NU Scholarship pendampingan S2 dan S3 Luar Negeri di Pondok Pesantren Al Hikam, Kota Depok, Jawa Barat pada Sabtu (20/7/2024). (Foto: Erik Alga Lesmana)
Jakarta, NU Online
Komunikasi akademik tidak cukup dengan kata-kata saja untuk mempresentasikan ide gagasan, tetapi harus diikuti kemampuan menulis. Dengan menulis maka ide yang cerdas dan gagasan yang inovatif, suatu saat akan dikenal. Selain itu, tulisan bisa jadi akan menjadi dirkusus penelitian yang akan terus dikembangkan selanjutnya.
Hal itu disampaikan Aris Adi Leksono saat mengisi materi Praktik Komunikasi Akademik pada kegiatan NU Scholarship pendampingan S2 dan S3 Luar Negeri dilaksanakan oleh PP Lakpesdam mitra Baznas dan PBNU di Pondok Pesantren Al Hikam, Kota Depok, Jawa Barat pada Sabtu (20/7/2024).
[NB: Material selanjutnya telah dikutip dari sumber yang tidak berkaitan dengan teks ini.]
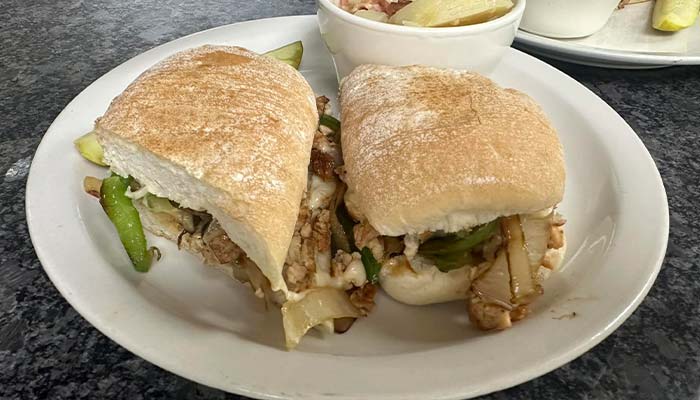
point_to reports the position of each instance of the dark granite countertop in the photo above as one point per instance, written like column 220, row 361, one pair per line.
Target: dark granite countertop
column 51, row 50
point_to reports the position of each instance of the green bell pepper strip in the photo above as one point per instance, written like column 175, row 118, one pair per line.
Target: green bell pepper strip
column 125, row 217
column 458, row 243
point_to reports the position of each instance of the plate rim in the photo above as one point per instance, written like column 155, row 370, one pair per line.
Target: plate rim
column 247, row 390
column 605, row 56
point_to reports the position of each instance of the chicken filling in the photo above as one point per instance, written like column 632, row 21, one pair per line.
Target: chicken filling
column 504, row 261
column 310, row 265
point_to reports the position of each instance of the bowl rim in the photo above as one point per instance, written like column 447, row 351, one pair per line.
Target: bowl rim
column 510, row 18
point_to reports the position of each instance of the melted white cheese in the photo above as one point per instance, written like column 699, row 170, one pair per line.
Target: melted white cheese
column 428, row 285
column 321, row 192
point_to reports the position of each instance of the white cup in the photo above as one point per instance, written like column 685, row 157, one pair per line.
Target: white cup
column 567, row 18
column 354, row 40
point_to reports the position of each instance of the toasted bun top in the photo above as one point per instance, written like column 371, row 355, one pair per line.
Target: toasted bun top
column 225, row 130
column 430, row 149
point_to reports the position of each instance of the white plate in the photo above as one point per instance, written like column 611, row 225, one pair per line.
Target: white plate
column 192, row 321
column 599, row 57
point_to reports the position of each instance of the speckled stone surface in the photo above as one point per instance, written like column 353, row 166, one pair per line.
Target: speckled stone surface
column 50, row 50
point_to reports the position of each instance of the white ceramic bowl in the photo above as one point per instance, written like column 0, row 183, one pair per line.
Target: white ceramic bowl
column 354, row 40
column 566, row 18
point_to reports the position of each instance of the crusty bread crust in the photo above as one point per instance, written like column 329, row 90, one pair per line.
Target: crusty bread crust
column 431, row 149
column 233, row 129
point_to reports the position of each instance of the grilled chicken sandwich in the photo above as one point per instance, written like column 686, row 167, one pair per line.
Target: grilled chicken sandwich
column 219, row 149
column 453, row 183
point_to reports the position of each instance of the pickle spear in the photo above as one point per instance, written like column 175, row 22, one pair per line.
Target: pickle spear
column 90, row 149
column 436, row 13
column 125, row 217
column 674, row 15
column 290, row 54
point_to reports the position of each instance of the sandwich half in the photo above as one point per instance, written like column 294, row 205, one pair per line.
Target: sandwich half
column 224, row 155
column 453, row 183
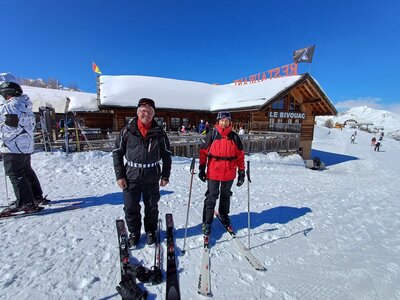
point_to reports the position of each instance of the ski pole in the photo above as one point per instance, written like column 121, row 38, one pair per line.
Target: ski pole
column 5, row 180
column 192, row 165
column 248, row 201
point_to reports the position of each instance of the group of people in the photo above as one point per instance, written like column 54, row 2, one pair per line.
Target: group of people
column 139, row 149
column 142, row 144
column 377, row 143
column 17, row 124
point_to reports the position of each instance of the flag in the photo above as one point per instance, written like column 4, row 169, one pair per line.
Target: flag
column 304, row 55
column 96, row 68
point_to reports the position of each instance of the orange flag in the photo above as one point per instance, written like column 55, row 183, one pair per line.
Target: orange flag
column 96, row 68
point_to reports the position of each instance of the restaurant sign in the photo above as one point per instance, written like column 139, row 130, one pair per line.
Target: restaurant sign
column 286, row 115
column 286, row 70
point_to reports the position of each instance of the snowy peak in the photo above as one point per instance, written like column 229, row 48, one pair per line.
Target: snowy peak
column 8, row 77
column 364, row 114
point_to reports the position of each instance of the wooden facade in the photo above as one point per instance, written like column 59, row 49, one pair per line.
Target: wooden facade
column 293, row 110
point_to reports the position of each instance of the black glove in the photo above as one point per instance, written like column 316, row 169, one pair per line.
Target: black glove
column 240, row 178
column 202, row 173
column 132, row 292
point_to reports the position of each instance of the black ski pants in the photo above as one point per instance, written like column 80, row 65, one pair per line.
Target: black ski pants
column 150, row 193
column 214, row 189
column 23, row 178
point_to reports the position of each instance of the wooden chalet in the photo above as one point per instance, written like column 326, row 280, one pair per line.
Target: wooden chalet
column 292, row 109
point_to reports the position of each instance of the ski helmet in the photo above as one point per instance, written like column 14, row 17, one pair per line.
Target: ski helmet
column 224, row 115
column 10, row 89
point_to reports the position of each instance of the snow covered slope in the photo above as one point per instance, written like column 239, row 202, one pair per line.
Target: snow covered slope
column 321, row 235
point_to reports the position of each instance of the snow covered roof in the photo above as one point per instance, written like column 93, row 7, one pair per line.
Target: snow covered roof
column 125, row 91
column 56, row 99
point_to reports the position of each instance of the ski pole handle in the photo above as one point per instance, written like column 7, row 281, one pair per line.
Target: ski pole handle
column 248, row 171
column 192, row 165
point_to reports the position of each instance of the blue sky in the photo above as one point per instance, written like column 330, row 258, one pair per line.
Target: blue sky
column 355, row 60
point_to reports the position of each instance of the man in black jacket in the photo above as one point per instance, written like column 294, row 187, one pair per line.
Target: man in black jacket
column 143, row 144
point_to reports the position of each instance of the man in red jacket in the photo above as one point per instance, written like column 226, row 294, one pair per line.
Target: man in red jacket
column 222, row 153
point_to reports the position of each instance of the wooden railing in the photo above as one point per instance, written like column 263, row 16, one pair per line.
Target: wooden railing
column 189, row 145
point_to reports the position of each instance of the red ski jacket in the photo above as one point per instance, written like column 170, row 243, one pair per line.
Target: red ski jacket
column 223, row 153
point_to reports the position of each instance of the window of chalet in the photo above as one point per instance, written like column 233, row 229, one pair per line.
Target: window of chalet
column 293, row 105
column 175, row 123
column 185, row 122
column 279, row 104
column 159, row 120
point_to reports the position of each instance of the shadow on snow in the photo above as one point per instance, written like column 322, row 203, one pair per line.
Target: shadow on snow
column 276, row 215
column 329, row 158
column 108, row 199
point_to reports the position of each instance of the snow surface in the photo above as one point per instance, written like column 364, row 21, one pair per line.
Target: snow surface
column 182, row 94
column 389, row 121
column 321, row 235
column 80, row 101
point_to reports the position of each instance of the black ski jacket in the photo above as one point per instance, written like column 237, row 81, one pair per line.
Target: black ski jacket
column 139, row 152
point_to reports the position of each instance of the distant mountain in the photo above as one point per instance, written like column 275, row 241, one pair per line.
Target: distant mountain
column 390, row 122
column 9, row 77
column 49, row 84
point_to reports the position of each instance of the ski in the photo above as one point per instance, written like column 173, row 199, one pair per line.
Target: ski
column 43, row 211
column 172, row 288
column 5, row 215
column 127, row 288
column 204, row 286
column 245, row 252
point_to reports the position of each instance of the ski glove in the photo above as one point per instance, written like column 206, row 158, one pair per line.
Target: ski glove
column 130, row 292
column 240, row 178
column 202, row 173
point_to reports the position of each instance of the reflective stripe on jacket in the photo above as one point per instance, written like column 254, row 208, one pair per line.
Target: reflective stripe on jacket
column 223, row 153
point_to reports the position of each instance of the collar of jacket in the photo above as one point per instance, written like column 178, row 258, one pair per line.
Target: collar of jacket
column 224, row 132
column 133, row 126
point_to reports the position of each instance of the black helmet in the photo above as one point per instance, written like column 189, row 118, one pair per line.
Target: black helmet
column 223, row 115
column 10, row 89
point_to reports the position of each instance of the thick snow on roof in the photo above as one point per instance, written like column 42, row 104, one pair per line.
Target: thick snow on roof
column 80, row 101
column 181, row 94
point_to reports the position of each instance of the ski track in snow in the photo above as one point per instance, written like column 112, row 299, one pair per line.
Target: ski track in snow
column 321, row 235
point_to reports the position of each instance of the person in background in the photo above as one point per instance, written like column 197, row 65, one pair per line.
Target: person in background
column 201, row 126
column 353, row 137
column 378, row 145
column 373, row 141
column 207, row 128
column 143, row 144
column 17, row 123
column 183, row 129
column 222, row 155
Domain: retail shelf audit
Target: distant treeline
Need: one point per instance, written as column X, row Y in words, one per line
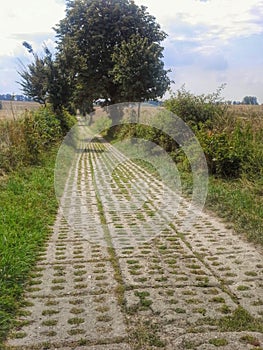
column 12, row 97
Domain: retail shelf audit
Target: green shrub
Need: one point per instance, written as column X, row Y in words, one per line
column 23, row 140
column 195, row 109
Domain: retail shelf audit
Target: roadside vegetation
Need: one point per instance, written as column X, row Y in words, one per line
column 28, row 205
column 231, row 138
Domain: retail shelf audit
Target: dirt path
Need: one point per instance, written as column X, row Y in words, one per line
column 131, row 276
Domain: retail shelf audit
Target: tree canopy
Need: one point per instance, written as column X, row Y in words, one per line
column 106, row 49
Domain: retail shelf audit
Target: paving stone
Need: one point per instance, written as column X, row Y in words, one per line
column 130, row 258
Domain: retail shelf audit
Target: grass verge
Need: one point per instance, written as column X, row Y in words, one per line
column 27, row 210
column 239, row 202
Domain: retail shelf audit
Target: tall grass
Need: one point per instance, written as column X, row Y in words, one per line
column 28, row 149
column 27, row 210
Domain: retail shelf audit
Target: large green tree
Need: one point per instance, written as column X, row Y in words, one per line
column 47, row 79
column 113, row 51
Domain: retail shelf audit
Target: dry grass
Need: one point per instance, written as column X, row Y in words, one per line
column 14, row 109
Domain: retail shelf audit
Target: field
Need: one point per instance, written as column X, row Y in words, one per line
column 14, row 109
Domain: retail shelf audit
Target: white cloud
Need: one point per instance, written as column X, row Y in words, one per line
column 26, row 17
column 223, row 19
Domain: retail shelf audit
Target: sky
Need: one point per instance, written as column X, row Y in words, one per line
column 209, row 42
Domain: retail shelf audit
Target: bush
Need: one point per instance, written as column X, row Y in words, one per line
column 23, row 140
column 196, row 109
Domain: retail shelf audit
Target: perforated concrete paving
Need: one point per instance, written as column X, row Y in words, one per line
column 122, row 269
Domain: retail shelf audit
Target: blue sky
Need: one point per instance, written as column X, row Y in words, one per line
column 209, row 43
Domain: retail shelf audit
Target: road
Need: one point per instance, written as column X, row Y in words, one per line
column 123, row 270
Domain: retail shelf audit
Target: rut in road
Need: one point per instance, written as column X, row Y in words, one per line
column 126, row 270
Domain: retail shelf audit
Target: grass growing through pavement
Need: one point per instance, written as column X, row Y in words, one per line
column 27, row 210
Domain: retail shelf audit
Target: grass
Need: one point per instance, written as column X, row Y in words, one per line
column 239, row 202
column 27, row 210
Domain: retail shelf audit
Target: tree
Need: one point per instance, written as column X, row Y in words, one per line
column 47, row 79
column 98, row 36
column 35, row 77
column 250, row 100
column 138, row 69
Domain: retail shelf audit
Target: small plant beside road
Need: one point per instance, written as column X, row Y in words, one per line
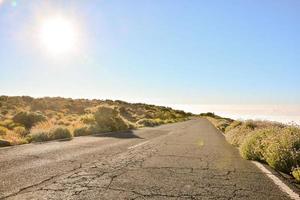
column 26, row 119
column 273, row 143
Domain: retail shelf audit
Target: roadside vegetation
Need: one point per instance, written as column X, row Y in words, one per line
column 275, row 144
column 25, row 119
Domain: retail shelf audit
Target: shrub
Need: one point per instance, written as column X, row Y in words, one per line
column 107, row 119
column 250, row 124
column 3, row 130
column 283, row 149
column 233, row 125
column 253, row 146
column 296, row 174
column 147, row 122
column 60, row 133
column 82, row 131
column 38, row 136
column 88, row 119
column 21, row 131
column 28, row 119
column 14, row 138
column 8, row 123
column 237, row 135
column 4, row 143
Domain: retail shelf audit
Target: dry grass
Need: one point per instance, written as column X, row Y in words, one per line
column 273, row 143
column 26, row 119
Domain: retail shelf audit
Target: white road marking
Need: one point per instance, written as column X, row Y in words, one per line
column 140, row 144
column 282, row 186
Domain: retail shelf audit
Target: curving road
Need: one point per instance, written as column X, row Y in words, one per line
column 187, row 160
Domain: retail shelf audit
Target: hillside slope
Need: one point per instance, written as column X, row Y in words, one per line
column 25, row 119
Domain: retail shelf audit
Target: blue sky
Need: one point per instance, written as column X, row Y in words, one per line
column 159, row 51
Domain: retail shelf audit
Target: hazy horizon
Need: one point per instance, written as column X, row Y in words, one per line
column 165, row 53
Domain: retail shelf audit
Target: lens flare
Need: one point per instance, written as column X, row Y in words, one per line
column 58, row 35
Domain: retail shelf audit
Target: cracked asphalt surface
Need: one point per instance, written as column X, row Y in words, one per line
column 187, row 160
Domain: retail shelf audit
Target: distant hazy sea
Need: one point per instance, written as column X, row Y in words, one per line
column 279, row 113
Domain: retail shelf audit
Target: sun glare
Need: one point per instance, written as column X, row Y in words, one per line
column 58, row 35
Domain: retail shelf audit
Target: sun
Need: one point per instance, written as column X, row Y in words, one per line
column 58, row 35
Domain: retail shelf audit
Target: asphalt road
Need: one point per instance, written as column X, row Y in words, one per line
column 187, row 160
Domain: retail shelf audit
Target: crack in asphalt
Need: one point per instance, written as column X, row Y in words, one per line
column 144, row 172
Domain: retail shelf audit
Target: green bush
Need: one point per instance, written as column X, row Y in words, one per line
column 60, row 133
column 3, row 130
column 108, row 119
column 4, row 143
column 147, row 122
column 250, row 124
column 283, row 149
column 28, row 119
column 88, row 119
column 21, row 131
column 38, row 136
column 253, row 146
column 296, row 174
column 8, row 123
column 82, row 131
column 233, row 125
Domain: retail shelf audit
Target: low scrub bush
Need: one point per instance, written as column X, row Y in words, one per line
column 8, row 123
column 88, row 119
column 4, row 143
column 28, row 119
column 38, row 136
column 60, row 133
column 107, row 119
column 148, row 122
column 283, row 149
column 82, row 131
column 253, row 146
column 21, row 131
column 3, row 130
column 14, row 138
column 233, row 125
column 296, row 174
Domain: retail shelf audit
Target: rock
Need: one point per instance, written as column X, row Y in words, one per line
column 4, row 143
"Saya kira ciri-ciri dalam komunikasi akademik, bukan hanya sekedar ngomong dan beretorika saja tapi kemudian dapat didekomuntasikan dalam bentuk tulisan, baik tulisan ilmiah maupun publikasi ilmiah lainnya," ujar lulusan doktoral S3 Uninus Bandung itu.
Dosen Universitas KH Abdul Chalim Mojokerto Jawa Timur itu menjelaskan ide gagasan yang akan dituangkan dalam bentuk tugas akhir perkuliahan, penting untuk dirancang dari awal, karena akan menentukan ketepatan dan keberhasilan. Di sisi lain, ide gagasan perlu dibangun argumentasi yang matang.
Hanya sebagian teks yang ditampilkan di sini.